Correlation Between Caseys General and Big 5
Can any of the company-specific risk be diversified away by investing in both Caseys General and Big 5 at the same time? Although using a correlation coefficient on its own may not help to predict future stock returns, this module helps to understand the diversifiable risk of combining Caseys General and Big 5 into the same portfolio, which is an essential part of the fundamental portfolio management process.
By analyzing existing cross correlation between Caseys General Stores and Big 5 Sporting, you can compare the effects of market volatilities on Caseys General and Big 5 and check how they will diversify away market risk if combined in the same portfolio for a given time horizon. You can also utilize pair trading strategies of matching a long position in Caseys General with a short position of Big 5. Check out your portfolio center. Please also check ongoing floating volatility patterns of Caseys General and Big 5.
Diversification Opportunities for Caseys General and Big 5
-0.54 | Correlation Coefficient |
Excellent diversification
The 3 months correlation between Caseys and Big is -0.54. Overlapping area represents the amount of risk that can be diversified away by holding Caseys General Stores and Big 5 Sporting in the same portfolio, assuming nothing else is changed. The correlation between historical prices or returns on Big 5 Sporting and Caseys General is a relative statistical measure of the degree to which these equity instruments tend to move together. The correlation coefficient measures the extent to which returns on Caseys General Stores are associated (or correlated) with Big 5. Values of the correlation coefficient range from -1 to +1, where. The correlation of zero (0) is possible when the price movement of Big 5 Sporting has no effect on the direction of Caseys General i.e., Caseys General and Big 5 go up and down completely randomly.
Pair Corralation between Caseys General and Big 5
Given the investment horizon of 90 days Caseys General Stores is expected to generate 0.45 times more return on investment than Big 5. However, Caseys General Stores is 2.23 times less risky than Big 5. It trades about 0.1 of its potential returns per unit of risk. Big 5 Sporting is currently generating about -0.1 per unit of risk. If you would invest 30,331 in Caseys General Stores on August 27, 2024 and sell it today you would earn a total of 12,457 from holding Caseys General Stores or generate 41.07% return on investment over 90 days.
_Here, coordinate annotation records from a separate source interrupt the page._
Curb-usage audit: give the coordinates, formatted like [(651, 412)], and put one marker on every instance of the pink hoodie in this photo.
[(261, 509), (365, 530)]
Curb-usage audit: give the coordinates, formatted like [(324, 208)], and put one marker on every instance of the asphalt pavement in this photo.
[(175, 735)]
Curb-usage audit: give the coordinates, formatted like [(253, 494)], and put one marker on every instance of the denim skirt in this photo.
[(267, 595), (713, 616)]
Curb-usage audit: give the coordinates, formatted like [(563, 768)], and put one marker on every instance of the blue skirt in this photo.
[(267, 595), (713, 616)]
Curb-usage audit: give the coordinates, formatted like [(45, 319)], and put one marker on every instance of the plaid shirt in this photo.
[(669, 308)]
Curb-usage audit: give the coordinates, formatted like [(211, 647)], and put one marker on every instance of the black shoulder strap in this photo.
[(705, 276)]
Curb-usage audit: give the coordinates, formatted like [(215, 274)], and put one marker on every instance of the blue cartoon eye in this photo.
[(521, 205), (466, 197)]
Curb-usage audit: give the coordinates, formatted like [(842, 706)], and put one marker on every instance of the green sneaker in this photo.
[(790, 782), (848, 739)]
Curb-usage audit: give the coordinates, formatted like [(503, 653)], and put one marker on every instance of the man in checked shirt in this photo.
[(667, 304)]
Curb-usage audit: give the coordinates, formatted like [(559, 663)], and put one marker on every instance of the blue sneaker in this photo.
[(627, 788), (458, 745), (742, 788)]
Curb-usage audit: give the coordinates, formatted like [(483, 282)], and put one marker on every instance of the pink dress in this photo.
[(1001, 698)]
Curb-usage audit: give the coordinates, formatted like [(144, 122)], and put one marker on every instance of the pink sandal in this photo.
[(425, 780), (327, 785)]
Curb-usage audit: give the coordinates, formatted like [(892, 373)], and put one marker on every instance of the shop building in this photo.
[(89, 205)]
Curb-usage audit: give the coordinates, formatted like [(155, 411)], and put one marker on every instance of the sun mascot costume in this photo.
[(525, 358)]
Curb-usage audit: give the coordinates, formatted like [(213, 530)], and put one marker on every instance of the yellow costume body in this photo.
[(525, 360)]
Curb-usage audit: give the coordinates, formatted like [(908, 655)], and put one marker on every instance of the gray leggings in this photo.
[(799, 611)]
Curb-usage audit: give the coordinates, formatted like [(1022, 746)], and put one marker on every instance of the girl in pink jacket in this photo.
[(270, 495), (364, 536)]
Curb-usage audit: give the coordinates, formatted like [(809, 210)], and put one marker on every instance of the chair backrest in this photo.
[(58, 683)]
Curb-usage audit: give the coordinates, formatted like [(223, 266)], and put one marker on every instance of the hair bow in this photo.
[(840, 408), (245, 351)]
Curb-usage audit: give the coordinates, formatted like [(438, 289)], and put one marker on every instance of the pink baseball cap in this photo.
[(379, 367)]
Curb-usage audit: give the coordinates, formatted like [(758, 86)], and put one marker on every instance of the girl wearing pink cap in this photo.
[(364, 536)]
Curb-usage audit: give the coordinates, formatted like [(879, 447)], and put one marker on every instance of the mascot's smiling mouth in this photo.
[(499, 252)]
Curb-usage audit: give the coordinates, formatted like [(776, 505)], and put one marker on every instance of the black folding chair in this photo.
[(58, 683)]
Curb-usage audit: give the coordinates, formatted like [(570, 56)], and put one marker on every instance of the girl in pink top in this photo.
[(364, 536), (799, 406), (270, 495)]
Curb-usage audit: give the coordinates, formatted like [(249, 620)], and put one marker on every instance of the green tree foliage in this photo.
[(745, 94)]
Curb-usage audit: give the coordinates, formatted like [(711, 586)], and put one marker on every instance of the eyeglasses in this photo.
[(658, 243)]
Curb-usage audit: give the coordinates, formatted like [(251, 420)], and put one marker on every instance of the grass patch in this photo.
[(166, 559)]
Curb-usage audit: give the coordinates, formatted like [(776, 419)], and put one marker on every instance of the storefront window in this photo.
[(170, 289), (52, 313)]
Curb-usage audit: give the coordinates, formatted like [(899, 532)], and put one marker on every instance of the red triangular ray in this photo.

Time Period | 3 Months [change] |
Direction | Moves Against |
Strength | Very Weak |
Accuracy | 100.0% |
Values | Daily Returns |
Caseys General Stores vs. Big 5 Sporting
Performance |
Timeline |
Caseys General Stores |
Big 5 Sporting |
Caseys General and Big 5 Volatility Contrast
Predicted Return Density |
Returns |
Pair Trading with Caseys General and Big 5
The main advantage of trading using opposite Caseys General and Big 5 positions is that it hedges away some unsystematic risk. Because of two separate transactions, even if Caseys General position performs unexpectedly, Big 5 can make up some of the losses. Pair trading also minimizes risk from directional movements in the market. For example, if an entire industry or sector drops because of unexpected headlines, the short position in Big 5 will offset losses from the drop in Big 5's long position.Caseys General vs. MOGU Inc | Caseys General vs. iPower Inc | Caseys General vs. Jeffs Brands | Caseys General vs. Kidpik Corp |
Check out your portfolio center.Note that this page's information should be used as a complementary analysis to find the right mix of equity instruments to add to your existing portfolios or create a brand new portfolio. You can also try the Bonds Directory module to find actively traded corporate debentures issued by US companies.